While in theory the trees at SWMREC could be saved by containment efforts and repeated testing, at a cost of $6 or so per sample, the huge number of buds on a tree makes it difficult to be certain that a tree is healthy. That is why rescue efforts are done using only a few thoroughly tested buds.

In all likelihood, Michigan will follow the model used in Pennsylvania after plum pox was found there in 1999, according to Mike Hansen, a Michigan Department of Agriculture (MDA) official in southwest Michigan.

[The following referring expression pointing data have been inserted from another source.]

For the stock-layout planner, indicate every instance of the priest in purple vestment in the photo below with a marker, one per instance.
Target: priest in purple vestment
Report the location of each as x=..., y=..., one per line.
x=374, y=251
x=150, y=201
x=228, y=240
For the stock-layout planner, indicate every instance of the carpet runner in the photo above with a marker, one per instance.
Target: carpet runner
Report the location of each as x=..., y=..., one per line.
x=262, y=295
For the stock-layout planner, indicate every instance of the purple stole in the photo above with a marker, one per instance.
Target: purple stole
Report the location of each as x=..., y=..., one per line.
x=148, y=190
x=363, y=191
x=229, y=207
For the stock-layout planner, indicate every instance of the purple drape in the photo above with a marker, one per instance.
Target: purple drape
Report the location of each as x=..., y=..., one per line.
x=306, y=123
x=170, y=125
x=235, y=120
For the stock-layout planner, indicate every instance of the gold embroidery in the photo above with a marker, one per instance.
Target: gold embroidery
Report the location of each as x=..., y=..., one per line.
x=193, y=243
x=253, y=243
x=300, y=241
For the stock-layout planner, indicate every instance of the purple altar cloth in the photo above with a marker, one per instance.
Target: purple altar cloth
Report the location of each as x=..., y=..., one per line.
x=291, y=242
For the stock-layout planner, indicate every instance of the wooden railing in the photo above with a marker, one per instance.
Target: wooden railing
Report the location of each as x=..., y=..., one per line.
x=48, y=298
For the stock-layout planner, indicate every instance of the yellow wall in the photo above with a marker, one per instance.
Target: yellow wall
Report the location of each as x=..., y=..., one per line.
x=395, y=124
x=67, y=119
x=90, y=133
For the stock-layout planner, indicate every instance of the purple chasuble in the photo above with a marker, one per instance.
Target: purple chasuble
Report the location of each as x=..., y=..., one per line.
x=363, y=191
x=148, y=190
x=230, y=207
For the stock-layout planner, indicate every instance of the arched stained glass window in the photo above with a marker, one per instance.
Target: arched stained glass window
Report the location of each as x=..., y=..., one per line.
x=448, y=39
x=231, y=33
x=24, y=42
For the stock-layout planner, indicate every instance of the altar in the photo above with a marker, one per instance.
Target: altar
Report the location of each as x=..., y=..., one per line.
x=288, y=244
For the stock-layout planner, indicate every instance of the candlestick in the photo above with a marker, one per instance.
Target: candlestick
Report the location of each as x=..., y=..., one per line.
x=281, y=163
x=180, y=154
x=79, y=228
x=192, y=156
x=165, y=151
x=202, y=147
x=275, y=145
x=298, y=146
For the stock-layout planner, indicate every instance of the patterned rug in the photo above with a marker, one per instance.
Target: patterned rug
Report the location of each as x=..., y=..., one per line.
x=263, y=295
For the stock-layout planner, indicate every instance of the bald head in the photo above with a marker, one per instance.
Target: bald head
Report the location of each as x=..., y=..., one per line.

New York, where plum pox also was found in two orchards last summer, is in the process of making a similar decision, he said.

While the SWMREC station might be a “special case,” the case for “special treatment” was hard to make when a disease like plum pox is involved. MSU leaders will salvage what they can and go from there.

Hansen said there was no special urgency to invoke a quarantine in Michigan because plum pox was found late last season, providing lots of time before the next growing season to carefully consider state action. APHIS issued an immediate Emergency Action Notification, which set in motion an official order restricting plant movement within a 1-mile radius of the infected tree.

Since then, MDA officials have been conferring with federal officials and officials in Pennsylvania, which has been dealing with plum pox since 1999, Hansen said.

The quarantine, when it comes, will affect movement of plant material and involve testing of susceptible trees within a 7.15-mile radius of the infected plum tree at SWMREC, Hansen said. The protocol used in Pennsylvania prohibited planting of new susceptible trees in the quarantine area for three years after the last negative finding.

In Pennsylvania, continuing finds of infected trees have kept the quarantine in place, although the area under quarantine has been shrinking due to negative tests for some townships.

Both Michigan and New York are hoping for better luck, but only time and testing will tell.